His instant book, Shakespeare, by comparison, is a hollow shell of trivia, much of which is given more to the author’s opinions than factually supported conclusions, and Bryson’s uninspiring opinions on point (however entertainingly phrased) add little, if anything, to the vast repository of books on the subject. (Example, he concedes that there are over 5,000 books on the question of Shakespeare’s “real” identity; Bryson insults us by disposing of it, with a lick and a promise, in two dozen pages.)
His fills some forty percent of his scant 250 pages with photos of paintings and other graphics, and offers whimsical (and ephemerally pleasing) text that is indented to use roughly half of each page. In sum, he gives us about 75 legitimate pages of text, then doubles that to 150 pages by over-indenting each and adds another 100 pages with tread worn graphics, and, presto, a 250 page book.

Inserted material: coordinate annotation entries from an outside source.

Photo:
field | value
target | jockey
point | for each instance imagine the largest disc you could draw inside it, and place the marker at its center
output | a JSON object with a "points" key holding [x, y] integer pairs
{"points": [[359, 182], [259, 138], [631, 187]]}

Yet, few topics “sell” as well and as easily as a book including the name Shakespeare on its cover, and, with Bryson as the author, it seems a sure big seller. Unfortunately for Bryson, he lost considerable credibility with it in the eyes of this reader, and, I’ll wager, in the eyes of many more, and his next offering will not likely be purchased by same absent careful examination of its content first.